Em adição a tudo isso, convém não esquecer a importância da linguagem na comunicação intercultural. Conforme não poucas vezes referido na literatura versando esta problemática, dois dos aspetos-chave que estarão na base de uma educação intercultural de sucesso são o diálogo intercultural e a linguagem. A UNESCO considera que “uma cultura de paz se assenta no diálogo intercultural” (UNESCO, 2013: 9). É através do diálogo que se vai estabelecer interações entre pessoas de culturas diferentes, facilitar entendimentos, construir acordos, modelar interpretações de outras realidades, bem como prevenir, evitar ou resolver conflitos. O diálogo intercultural pode ser considerado a autoestrada de acesso às diferentes culturas evitando assim a incompreensão, o isolamento e a guetização. Portanto, o professor intercultural tem de saber dialogar, utilizando todos os códigos linguísticos à sua disposição, para que possa potenciar a sua capacidade de comunicação e de “mediador de aprendizagem” entre membros de grupos culturais diferentes.

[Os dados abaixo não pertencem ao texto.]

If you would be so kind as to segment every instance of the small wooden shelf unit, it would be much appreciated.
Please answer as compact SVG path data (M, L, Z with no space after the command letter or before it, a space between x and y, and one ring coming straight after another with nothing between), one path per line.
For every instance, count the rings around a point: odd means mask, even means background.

Torna-se assim imperioso que o professor de hoje seja portador de uma postura de menos “obsessão” em relação ao cumprimento dos conteúdos programáticos previstos nos curricula, mas de maior preocupação para com a escolha dos conteúdos, da metodologia e da didática que melhor se adaptem às necessidades dos seus alunos e da sua aprendizagem. Quem está na área da educação tem a consciência de que embora os curricula sejam de abrangência nacional, os professores quase nunca trabalham em contextos de unicidade cultural. No caso de Cabo Verde, por exemplo, mesmo que não houvesse nenhum cidadão proveniente de um outro país, a própria situação de insularidade já faz do país um país multicultural, pois cada uma das nove ilhas habitadas tem as suas particularidades e especificidades culturais, consoante os povos que estiveram na origem do seu povoamento (pluralismo cultural intrínseco). Não sendo possível haver curricula diferentes baseados na diversidade cultural, o professor deve ter capacidade e flexibilidade suficientes para adequar o seu plano de aulas e a sua metodologia aos seus alunos, à

disciplina que leciona e à comunidade escolar onde trabalha, sem descurar os objetivos essenciais do programa e as políticas educativas nacionais. Mas para isso, é necessário formação.